Fibroblast growth factor receptors (FGFRs) have been implicated in a multitude of activities. Signaling of the 23 members of the FGF family is mediated through FGFR1-4. We show that FGF-19, which selectively binds FGFR4, can induce prolactin (PRL) but not growth hormone expression. FGF-19 also stimulated MAPK activation, an effect that was abrogated by a soluble dominant negative (dn) form of FGFR4. The response of the pituitary PRL promoter to FGF maps to an Ets-Pit1 binding site. We have previously shown that the hematopoietic zinc finger-containing transcription factor Ikaros (Ik) regulates FGFR4 as part of an overlapping site with that for an Ets-type factor in the FGFR4 promoter. Thus, we examined whether FGF-19 might regulate its own receptor through the Ets-Ik element in the FGFR4 promoter. Ets stimulated and dn-Ets inhibited basal FGFR4 and PRL promoter activity.

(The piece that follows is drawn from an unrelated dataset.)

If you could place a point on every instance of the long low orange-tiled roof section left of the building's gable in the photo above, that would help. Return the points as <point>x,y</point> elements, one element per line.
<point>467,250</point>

In contrast, Ets enhanced FGF-19-induced PRL activation but failed to confer an effect for FGF-19 on the FGFR4 promoter. We conclude that FGFR4 mediates FGF-19 signaling to the PRL promoter. Our data also suggest a possible functional role for Ik in sorting Ets signals to the FGFR4 promoter, as distinct from the PRL promoter, where Ets partners with Pit1.

Fibroblast growth factor receptor 4 is a target for the zinc-finger transcription factor Ikaros in the pituitary.

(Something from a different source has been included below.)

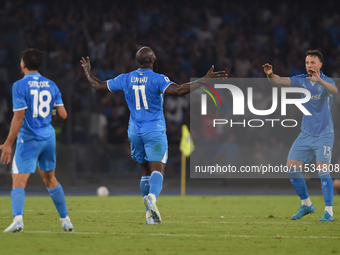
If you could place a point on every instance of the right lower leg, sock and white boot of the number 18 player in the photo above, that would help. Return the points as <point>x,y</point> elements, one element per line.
<point>57,194</point>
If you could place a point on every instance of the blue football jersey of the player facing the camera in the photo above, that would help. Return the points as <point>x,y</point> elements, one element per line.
<point>320,122</point>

Fibroblast growth factor receptors (FGFRs) have been implicated in a multitude of endocrine cell hormonal and proliferative properties, and FGFR4 is differentially expressed in normal and neoplastic pituitary. We therefore examined the functionally important cis-DNA elements and multiprotein complexes implicated in the cooperative control of expression of the human FGFR4 gene in pituitary cells. Using deletional mapping, we defined a 214-bp (-115/+99) promoter that was functional in pituitary GH4 and PRL 235 cells. Overlapping 40- to 50-bp fragments of this minimal promoter were examined by EMSA. Interestingly, fragment C (-64/-26) included potential binding sites for the hematopoietic zinc finger-containing transcription factor Ikaros (Ik) flanked by binding sites for Sp and Ets-type factors. DNA binding by Ik, Sp, and Ets-like factors was confirmed by oligonucleotide competition and supershifting with specific antibodies. Transcriptional regulation of FGFR4 by Ik was demonstrated by cotransfection of Ik1 with or without Sp1 or Ets overexpression and by disruption of the Ik binding site. Although both Ets-1 and Sp1 overexpression stimulated promoter activity, mutation of the Ik-binding site completely eliminated the Ik1 effect. Specific Ik expression was identified by Western blotting of pituitary GH4 and PRL235 cells and localized in primary mouse hormone-producing anterior pituitary cells by immunocytochemistry. Our findings point to a new role for Ik outside the hematopoietic system and suggest a novel transcriptional contribution with Ets and Sp1 in regulation of FGFR4 in the pituitary.